Due South Brewing Co.
Category 5 Double IPA
The Category 5 DIPA’s original name was Island Hopper IPA before Due South’s hurricane series including Category 3 (and the seasonal release of Category 4. Category 5 DIPA has won so many awards that it’s no wonder this beer is considered one of the best IPAs in Palm Beach County. In 2014, it received the gold medal at the Best Florida Beer Championships for an imperial IPA, and was a second runner up for “Best in Show.”
Two years later, it won the silver medal at the 2017 Can Can Awards for its style. In 2018, the US Beer Tasting Championship named it the “Best Imperial IPA in the Southeast.” What’s that really mean? This Citra dry-hopped imperial India pale ale is one of your more ol-school IPAs: fruity hops, gentle malt backbone, and a little too crushable for its 8.5% ABV.
Clutch Plate American IPA
This nano-brewery in Boca Raton is known for several of its signature beers, from the Intra-Kolsch blonde ale and Tang tangerine Berliner Weisse to its Publand English Mild. But it’s the Clutch Plate IPA that’s been around the longest, an original recipe from founding head brewer Cameron Donisi. A favorite of local fans, it saw Prosperity Brewers through its early days participating in area beer festivals before opening its taproom in 2017.
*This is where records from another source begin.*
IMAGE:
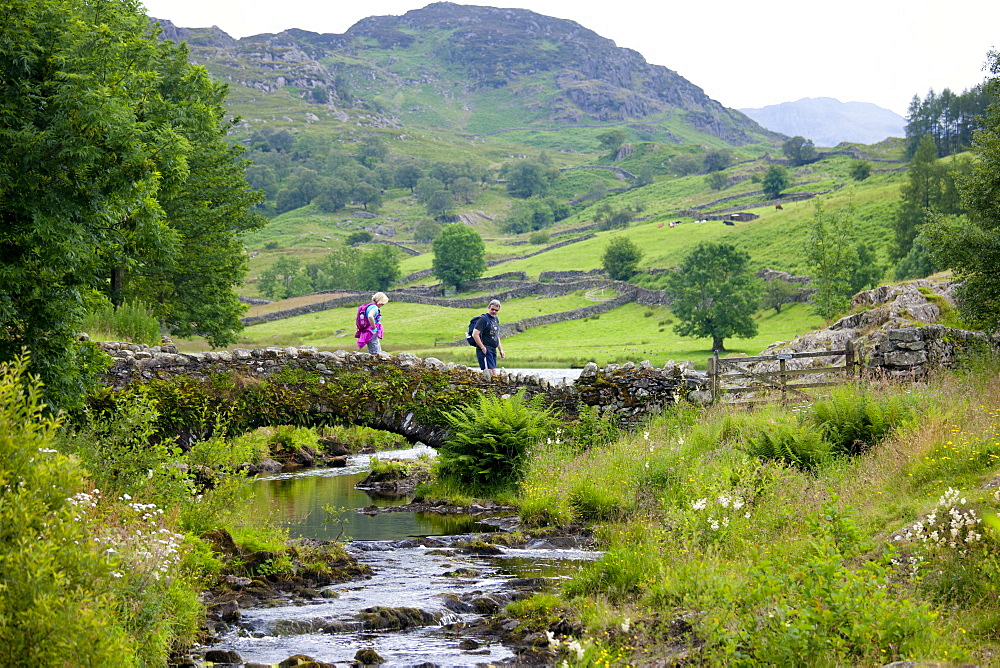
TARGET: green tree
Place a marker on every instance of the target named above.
(372, 151)
(685, 164)
(103, 134)
(367, 196)
(931, 187)
(52, 576)
(917, 196)
(717, 181)
(970, 245)
(283, 279)
(407, 175)
(718, 159)
(611, 140)
(527, 178)
(860, 170)
(440, 204)
(714, 293)
(378, 268)
(799, 150)
(621, 258)
(774, 181)
(459, 255)
(832, 255)
(465, 189)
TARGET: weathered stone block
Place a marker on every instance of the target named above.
(905, 358)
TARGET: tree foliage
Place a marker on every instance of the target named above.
(717, 181)
(528, 178)
(532, 214)
(621, 258)
(799, 150)
(611, 140)
(950, 119)
(718, 159)
(114, 175)
(774, 181)
(841, 265)
(459, 255)
(714, 293)
(970, 245)
(860, 170)
(930, 187)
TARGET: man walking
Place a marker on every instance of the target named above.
(486, 335)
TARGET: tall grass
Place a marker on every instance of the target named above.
(716, 552)
(132, 322)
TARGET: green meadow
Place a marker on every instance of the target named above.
(628, 333)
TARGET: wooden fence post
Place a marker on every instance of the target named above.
(782, 368)
(713, 376)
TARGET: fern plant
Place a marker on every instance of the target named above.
(854, 421)
(490, 440)
(799, 445)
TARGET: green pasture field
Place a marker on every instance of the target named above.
(631, 332)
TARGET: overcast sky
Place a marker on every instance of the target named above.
(744, 54)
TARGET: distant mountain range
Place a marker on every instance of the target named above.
(828, 121)
(470, 69)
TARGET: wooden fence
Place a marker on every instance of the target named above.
(733, 377)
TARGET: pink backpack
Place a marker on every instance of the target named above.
(362, 319)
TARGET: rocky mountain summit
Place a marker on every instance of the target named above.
(457, 65)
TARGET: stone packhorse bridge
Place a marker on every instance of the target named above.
(402, 393)
(245, 389)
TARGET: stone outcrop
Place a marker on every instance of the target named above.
(894, 331)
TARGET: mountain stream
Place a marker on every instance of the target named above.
(415, 565)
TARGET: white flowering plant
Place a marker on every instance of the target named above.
(950, 551)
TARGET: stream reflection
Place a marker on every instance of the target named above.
(297, 501)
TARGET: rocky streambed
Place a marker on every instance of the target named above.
(418, 598)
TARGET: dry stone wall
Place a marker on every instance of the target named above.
(913, 351)
(398, 389)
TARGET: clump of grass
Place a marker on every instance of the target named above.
(488, 447)
(132, 322)
(854, 419)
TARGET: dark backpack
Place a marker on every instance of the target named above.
(472, 325)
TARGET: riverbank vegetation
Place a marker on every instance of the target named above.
(858, 530)
(111, 532)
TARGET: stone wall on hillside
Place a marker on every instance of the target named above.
(913, 351)
(509, 290)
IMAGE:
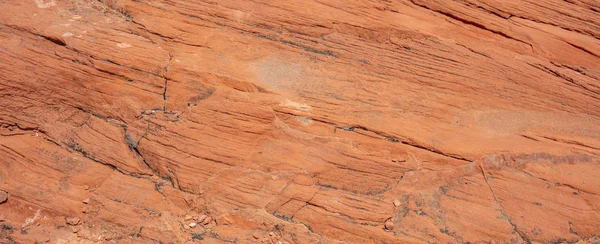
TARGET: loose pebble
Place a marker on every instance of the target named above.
(389, 225)
(201, 218)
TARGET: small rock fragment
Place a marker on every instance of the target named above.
(201, 219)
(389, 225)
(3, 197)
(73, 221)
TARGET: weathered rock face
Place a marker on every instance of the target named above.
(300, 121)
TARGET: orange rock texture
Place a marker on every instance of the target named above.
(300, 121)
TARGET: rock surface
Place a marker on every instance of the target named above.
(317, 121)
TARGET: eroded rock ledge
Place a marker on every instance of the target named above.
(300, 121)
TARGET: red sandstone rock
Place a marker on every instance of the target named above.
(3, 197)
(73, 220)
(464, 121)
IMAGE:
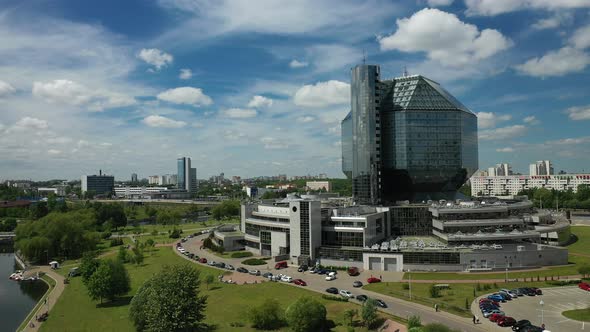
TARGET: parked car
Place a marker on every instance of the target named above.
(346, 294)
(373, 280)
(381, 303)
(506, 321)
(281, 265)
(299, 282)
(332, 290)
(520, 324)
(353, 271)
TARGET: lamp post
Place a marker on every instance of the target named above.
(541, 303)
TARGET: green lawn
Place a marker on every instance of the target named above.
(227, 304)
(580, 314)
(451, 300)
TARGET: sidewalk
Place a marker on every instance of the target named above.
(51, 298)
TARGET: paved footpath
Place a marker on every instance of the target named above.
(33, 325)
(317, 283)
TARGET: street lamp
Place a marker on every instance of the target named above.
(541, 303)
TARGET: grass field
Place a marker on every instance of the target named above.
(580, 314)
(227, 304)
(582, 246)
(451, 300)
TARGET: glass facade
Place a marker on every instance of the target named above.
(366, 159)
(417, 139)
(346, 127)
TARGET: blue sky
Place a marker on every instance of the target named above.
(259, 87)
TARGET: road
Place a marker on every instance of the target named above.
(318, 283)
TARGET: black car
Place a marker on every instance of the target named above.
(381, 303)
(332, 290)
(361, 298)
(521, 324)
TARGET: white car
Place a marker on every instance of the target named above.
(345, 293)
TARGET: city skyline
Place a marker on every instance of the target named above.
(265, 94)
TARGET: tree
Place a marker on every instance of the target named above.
(88, 265)
(267, 316)
(349, 315)
(306, 315)
(369, 312)
(209, 279)
(170, 301)
(108, 281)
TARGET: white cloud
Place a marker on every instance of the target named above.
(259, 102)
(439, 3)
(73, 93)
(6, 89)
(323, 94)
(502, 133)
(185, 74)
(444, 38)
(305, 119)
(162, 122)
(29, 123)
(490, 119)
(298, 64)
(579, 113)
(186, 95)
(531, 120)
(155, 57)
(239, 113)
(581, 37)
(556, 63)
(496, 7)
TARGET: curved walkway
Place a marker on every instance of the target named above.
(50, 299)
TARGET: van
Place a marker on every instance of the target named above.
(281, 265)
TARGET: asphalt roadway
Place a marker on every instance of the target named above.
(318, 283)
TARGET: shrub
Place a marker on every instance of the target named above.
(253, 261)
(241, 254)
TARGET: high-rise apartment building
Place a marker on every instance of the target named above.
(541, 167)
(410, 138)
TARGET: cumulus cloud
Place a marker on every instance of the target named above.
(444, 38)
(298, 64)
(185, 74)
(323, 94)
(155, 57)
(259, 102)
(76, 94)
(439, 3)
(502, 133)
(490, 119)
(239, 113)
(579, 113)
(496, 7)
(162, 122)
(6, 89)
(186, 95)
(556, 63)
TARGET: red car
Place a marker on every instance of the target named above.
(299, 282)
(373, 280)
(495, 317)
(506, 321)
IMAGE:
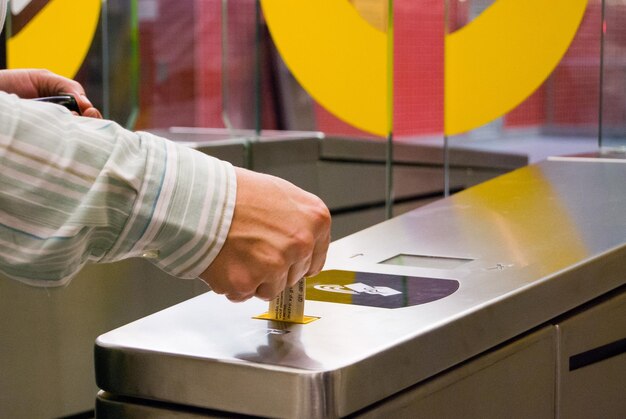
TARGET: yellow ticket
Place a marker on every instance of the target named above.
(289, 305)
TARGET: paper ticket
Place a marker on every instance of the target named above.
(289, 305)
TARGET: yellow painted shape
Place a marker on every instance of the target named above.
(337, 57)
(491, 65)
(330, 279)
(57, 38)
(500, 58)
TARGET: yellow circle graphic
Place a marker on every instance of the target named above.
(336, 55)
(57, 38)
(500, 58)
(491, 65)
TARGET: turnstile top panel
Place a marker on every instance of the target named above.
(523, 248)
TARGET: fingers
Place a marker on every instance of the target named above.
(279, 233)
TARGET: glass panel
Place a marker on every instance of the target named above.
(613, 104)
(512, 96)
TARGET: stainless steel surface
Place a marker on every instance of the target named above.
(46, 355)
(541, 241)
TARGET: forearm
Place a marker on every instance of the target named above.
(75, 190)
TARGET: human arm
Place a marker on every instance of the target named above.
(78, 190)
(35, 83)
(278, 235)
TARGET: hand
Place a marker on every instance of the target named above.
(279, 234)
(33, 83)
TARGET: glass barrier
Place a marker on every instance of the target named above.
(613, 93)
(522, 80)
(378, 106)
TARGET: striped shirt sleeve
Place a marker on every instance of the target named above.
(77, 190)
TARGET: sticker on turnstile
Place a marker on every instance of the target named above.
(377, 290)
(289, 306)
Brewed with a combination of Columbus, Mosaic, and Citra hops, Clutch Plate walks the line between East and West coast IPAs. You get the tropical fruitiness of a typical East Coast-style while being anchored by a solid malt backbone and the appropriate bitterness you’d find with a West Coast take.
Steam Horse Brewing
Golden Spike New England Double IPA
Keeping with Steam Horse’s railway theme, the Golden Spike DIPA is the brewery’s tribute to the 17.6-karat spike that joined the eastern and western lines to complete Northern Pacific’s transcontinental railroad near Independence Creek in western Montana in 1883. It’s fitting that the New England-style imperial IPA pours a rich, opaque gold. It looks pretty, but tastes even better, with a modest 30 IBUs and 8.2% ABV. Loaded with premium brewers malts, it’s given a generous dose of fresh Mosaic hops with an added splash of pineapple juice for a complex finish that delivers tropical undertones with hints of berry and stone fruit.
Tequesta Brewing Co.
Short for S’il Vous Plait — or “please” in French — this beautiful, orange-hued IPA from Tequesta Brewing will have you saying just that. Recently released on Aug. 21, TSVP IPA will be a yearly release around this time—so keep your eyes peeled for this smooth sip. Hopped with a classic combination of Cascade and Mosaic, it’s a great example of an uber-juicy New England-style take. With its chowder-y mouthfeel and smooth finish, it’s distinguishable by its exceptionally low hop bitterness with just 24 IBUs despite a moderate 6.4% ABV. Hints of grapefruit and island fruits make this a mouth-watering, crushable brew.
Twisted Trunk Brewing Co.
IPGA American IPA
The IPGA is named after the PGA Boulevard, a play on the acronym for the iconic street in Palm Beach Gardens that delivers you directly to the brewery. Almost West Coast in nature, this is a slightly malty ale that displays its hop bitterness perfectly. At 6.2% ABV, the IPGA pours a deep coppery golden hue with an aroma that isn’t particularly strong but does waft a pleasant scent of hoppy pine and citrus.
The palate begins with a dose of hops right on the tip of the tongue, a solid 67 IBUs thanks to the interaction of Eldorado, Simcoe, and Cascade hops. Mellow notes of orange citrus follow flavors of biting grapefruit and citrusy pine that finish with a sweet hint of watermelon. An undercurrent of bready malt mixes in the base but lets the bitterness shine through from start to finish.